Make directory tree of sys.path from dict and list
我试图理解sys.path。
所以我想生成返回目录树的代码,但是我不能。
有人能告诉我密码吗?
路径系统
1 2 3 4 5 6 7 8 9 10 11 12 13 14 15 16 17 | ['C:\\Users\\81802\\PycharmProjects\\PlayGround', 'C:\\Users\\81802\\AppData\\Local\\Programs\\Python\\Python37\\python37.zip', 'C:\\Users\\81802\\AppData\\Local\\Programs\\Python\\Python37\\DLLs', 'C:\\Users\\81802\\AppData\\Local\\Programs\\Python\\Python37\\lib', 'C:\\Users\\81802\\AppData\\Local\\Programs\\Python\\Python37', 'C:\\Users\\81802\\PycharmProjects\\PlayGround\\venv', 'C:\\Users\\81802\\PycharmProjects\\PlayGround\\venv\\lib\\site-packages', 'C:\\Users\\81802\\PycharmProjects\\PlayGround\\venv\\lib\\site-packages\\setuptools-39.1.0-py3.7.egg', 'C:\\Users\\81802\\PycharmProjects\\PlayGround\\venv\\lib\\site-packages\\pip-10.0.1-py3.7.egg'] |
【目录树(dict)】
1 2 3 4 5 6 7 8 9 10 11 12 13 14 | {'C:\\Users\\81802\': [{'PycharmProjects\\PlayGround\': ['', {'venv\': ['', {'lib\\site-packages\': ['', 'setuptools-39.1.0-py3.7.egg', 'pip-10.0.1-py3.7.egg']}]}]}, {'AppData\\Local\\Programs\\Python\\Python37\': ['', 'python37.zip', 'DLLs', 'lib']}]} |
这是我能得到的最简单的。其想法是保持一组目前没有分歧的路径。
1 2 3 4 5 6 7 8 9 10 11 12 13 14 15 16 17 18 19 20 21 22 23 24 25 26 27 28 29 30 31 | import sys from pprint import pprint pprint(sys.path) sep = '\' # check if all paths agree on the current name def isSameName(paths, index): for path in paths: if index >= len(path) or path[index] != paths[0][index]: return False return True #transform the current set of paths into tree def toTree(paths, startIndex): index = startIndex if len(paths) == 1: return sep.join(paths[0][index:]) while isSameName(paths, index): index += 1 nameMap = dict() for path in paths: name = path[index] if len(path) > index else 0 if not (name in nameMap): nameMap[name] = [] nameMap[name].append(path) res = [toTree(paths, index) for paths in nameMap.values()] return { sep.join(paths[0][startIndex:index]) : res} paths = [path.split(sep) for path in sys.path] pprint(toTree(paths, 0)) |
这将为您提供一个字典,其中每个键都是一个目录,值是文件名或带有子目录的字典的列表。

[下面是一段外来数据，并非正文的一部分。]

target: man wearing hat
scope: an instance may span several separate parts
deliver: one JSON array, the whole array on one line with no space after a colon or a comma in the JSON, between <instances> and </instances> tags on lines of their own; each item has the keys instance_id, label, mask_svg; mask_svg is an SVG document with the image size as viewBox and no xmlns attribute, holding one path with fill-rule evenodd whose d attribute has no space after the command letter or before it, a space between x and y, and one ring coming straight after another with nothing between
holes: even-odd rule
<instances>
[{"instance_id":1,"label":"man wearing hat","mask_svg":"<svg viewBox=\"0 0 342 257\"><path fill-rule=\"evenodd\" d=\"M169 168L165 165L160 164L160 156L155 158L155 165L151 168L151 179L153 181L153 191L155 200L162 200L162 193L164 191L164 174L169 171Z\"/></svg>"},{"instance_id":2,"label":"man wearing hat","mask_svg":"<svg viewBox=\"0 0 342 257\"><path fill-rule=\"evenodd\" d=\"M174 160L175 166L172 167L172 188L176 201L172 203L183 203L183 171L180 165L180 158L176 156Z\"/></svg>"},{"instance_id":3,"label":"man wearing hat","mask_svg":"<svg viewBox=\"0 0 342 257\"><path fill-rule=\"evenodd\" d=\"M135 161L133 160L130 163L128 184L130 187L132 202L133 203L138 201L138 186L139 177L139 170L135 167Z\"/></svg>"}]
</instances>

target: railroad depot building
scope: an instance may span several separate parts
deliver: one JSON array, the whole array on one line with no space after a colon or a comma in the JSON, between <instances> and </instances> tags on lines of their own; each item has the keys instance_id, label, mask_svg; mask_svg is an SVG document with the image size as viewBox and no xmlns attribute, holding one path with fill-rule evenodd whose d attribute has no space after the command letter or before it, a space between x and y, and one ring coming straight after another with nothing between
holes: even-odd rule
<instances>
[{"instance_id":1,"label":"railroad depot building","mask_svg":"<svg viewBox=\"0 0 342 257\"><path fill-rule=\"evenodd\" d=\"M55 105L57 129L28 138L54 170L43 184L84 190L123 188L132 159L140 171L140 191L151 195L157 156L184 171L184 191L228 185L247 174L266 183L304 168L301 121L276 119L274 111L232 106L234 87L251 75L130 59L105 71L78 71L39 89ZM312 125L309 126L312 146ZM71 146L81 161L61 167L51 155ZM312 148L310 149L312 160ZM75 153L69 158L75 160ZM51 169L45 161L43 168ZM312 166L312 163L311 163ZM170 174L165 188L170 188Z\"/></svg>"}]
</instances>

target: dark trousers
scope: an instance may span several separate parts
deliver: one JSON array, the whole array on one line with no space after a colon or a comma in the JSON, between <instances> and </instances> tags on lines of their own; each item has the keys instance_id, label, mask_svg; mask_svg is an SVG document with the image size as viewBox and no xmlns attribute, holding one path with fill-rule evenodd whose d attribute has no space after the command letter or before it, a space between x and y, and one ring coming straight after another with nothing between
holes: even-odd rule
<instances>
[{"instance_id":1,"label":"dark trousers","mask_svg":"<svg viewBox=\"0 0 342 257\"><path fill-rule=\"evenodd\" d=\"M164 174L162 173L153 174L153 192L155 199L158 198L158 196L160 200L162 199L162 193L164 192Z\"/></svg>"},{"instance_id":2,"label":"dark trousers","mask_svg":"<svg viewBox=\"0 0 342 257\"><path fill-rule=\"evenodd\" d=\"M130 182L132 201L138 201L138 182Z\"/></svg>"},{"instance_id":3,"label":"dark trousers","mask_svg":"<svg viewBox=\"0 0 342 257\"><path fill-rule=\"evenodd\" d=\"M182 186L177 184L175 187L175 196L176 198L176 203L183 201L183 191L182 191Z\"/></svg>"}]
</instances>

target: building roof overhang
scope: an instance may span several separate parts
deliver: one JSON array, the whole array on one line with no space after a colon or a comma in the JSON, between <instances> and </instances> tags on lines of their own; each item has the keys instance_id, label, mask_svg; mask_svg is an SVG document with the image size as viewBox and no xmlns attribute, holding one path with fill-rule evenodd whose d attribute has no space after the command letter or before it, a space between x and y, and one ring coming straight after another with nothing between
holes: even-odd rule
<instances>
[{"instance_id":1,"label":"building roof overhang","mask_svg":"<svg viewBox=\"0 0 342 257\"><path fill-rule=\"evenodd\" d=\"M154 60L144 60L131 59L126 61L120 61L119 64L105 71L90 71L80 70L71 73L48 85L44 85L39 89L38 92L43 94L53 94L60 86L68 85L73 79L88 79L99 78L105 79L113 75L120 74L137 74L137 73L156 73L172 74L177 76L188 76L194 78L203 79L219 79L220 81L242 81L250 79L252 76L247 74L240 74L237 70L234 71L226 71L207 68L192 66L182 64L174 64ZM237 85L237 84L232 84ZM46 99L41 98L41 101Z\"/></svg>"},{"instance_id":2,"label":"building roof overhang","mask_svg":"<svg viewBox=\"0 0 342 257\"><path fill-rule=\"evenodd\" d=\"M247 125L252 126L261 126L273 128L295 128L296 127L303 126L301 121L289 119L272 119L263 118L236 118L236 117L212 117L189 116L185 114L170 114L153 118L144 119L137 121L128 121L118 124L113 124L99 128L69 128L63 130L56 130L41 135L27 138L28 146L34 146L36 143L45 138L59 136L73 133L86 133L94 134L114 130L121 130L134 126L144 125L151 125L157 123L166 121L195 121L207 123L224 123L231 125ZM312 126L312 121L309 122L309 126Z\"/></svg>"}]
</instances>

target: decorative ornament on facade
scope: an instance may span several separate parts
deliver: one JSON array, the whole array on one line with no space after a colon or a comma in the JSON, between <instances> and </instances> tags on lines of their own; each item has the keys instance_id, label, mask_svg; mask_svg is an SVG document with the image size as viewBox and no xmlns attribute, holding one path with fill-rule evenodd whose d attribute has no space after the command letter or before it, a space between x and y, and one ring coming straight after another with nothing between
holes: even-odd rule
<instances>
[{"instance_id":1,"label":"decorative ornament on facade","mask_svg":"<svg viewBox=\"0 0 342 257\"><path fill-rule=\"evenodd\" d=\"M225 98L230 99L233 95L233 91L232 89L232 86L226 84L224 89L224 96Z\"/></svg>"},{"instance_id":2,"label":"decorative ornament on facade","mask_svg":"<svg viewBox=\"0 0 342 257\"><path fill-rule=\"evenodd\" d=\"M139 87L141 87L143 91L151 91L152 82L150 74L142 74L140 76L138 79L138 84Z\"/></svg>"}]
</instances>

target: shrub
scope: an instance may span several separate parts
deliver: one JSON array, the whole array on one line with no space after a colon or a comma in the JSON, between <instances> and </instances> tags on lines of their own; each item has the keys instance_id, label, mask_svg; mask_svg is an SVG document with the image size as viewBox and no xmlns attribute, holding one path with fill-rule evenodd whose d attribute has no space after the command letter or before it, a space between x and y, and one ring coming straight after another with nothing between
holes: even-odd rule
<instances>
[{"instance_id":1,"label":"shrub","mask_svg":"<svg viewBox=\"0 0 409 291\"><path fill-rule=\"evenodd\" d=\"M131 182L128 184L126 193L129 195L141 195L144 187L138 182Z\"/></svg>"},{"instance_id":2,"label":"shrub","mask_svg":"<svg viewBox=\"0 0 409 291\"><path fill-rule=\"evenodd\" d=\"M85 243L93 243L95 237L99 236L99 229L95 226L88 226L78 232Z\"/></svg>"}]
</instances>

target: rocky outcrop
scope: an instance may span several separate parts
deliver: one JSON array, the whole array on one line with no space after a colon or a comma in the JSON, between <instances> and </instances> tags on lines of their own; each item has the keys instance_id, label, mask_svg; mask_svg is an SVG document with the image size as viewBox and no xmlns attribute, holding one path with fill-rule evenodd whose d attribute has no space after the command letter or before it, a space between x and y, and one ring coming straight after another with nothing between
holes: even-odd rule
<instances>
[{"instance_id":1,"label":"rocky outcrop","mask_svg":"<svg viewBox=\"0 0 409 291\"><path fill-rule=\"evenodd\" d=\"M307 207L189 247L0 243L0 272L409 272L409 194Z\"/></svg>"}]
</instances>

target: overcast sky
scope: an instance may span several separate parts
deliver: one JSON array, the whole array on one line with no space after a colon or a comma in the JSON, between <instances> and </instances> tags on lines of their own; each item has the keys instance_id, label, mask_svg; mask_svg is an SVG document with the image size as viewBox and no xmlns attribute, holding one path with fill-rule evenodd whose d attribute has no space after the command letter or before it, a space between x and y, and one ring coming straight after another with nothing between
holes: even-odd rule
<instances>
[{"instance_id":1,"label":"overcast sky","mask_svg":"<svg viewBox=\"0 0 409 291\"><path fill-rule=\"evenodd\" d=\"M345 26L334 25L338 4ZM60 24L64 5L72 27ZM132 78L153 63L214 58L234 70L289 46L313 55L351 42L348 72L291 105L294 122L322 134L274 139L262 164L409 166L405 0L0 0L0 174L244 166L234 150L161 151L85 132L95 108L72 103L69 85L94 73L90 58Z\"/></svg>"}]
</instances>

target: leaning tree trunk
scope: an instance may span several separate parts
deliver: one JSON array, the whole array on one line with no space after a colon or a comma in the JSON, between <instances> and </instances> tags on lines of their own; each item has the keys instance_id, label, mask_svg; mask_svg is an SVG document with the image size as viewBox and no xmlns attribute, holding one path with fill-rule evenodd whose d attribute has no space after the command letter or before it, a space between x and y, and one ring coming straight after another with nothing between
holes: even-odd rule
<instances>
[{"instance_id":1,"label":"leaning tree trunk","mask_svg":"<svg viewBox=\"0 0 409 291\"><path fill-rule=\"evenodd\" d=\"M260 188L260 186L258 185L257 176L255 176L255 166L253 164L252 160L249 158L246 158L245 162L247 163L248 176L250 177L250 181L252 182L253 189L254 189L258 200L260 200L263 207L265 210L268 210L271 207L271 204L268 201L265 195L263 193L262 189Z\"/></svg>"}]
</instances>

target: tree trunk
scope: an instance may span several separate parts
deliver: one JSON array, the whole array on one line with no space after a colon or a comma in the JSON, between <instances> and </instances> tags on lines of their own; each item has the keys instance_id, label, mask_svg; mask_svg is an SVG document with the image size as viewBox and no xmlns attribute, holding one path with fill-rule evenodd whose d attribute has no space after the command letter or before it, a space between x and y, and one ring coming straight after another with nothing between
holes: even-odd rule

1 2 3 4 5 6 7 8 9 10 11 12 13 14 15 16 17 18 19 20 21 22 23 24 25 26 27 | import os def get_files_dict(startpath): tree = [] # this is the array of subdirectory objects for item in os.listdir(startpath): # we need to have a full path to the item in the directory item_path = os.path.join(startpath, item) if os.path.isfile(item_path): tree.append(item) else: # we call this function recursively for subdirectories tree.append(get_files_dict(item_path)) return {os.path.basename(startpath):tree} file_tree = get_files_dict(os.getcwd()) # this is just a helper function to print the tree nicely def print_tree(d,i=0): for k,v in d.items(): print("{}{}".format(""*4*i, k+os.sep)) for l in v: if type(l) is dict: print_tree(l,i+1) else: print("{}{}".format(""*4*(i+1), l)) print_tree(file_tree) |
打印输出:
1 2 3 4 5 6 7 8 9 | runner/ .bashrc .bash_logout .profile .site-packages/ main.py .config/ pycodestyle _test_runner.py |
这是受到这个问题的启发,但我对实现做了很大的改变。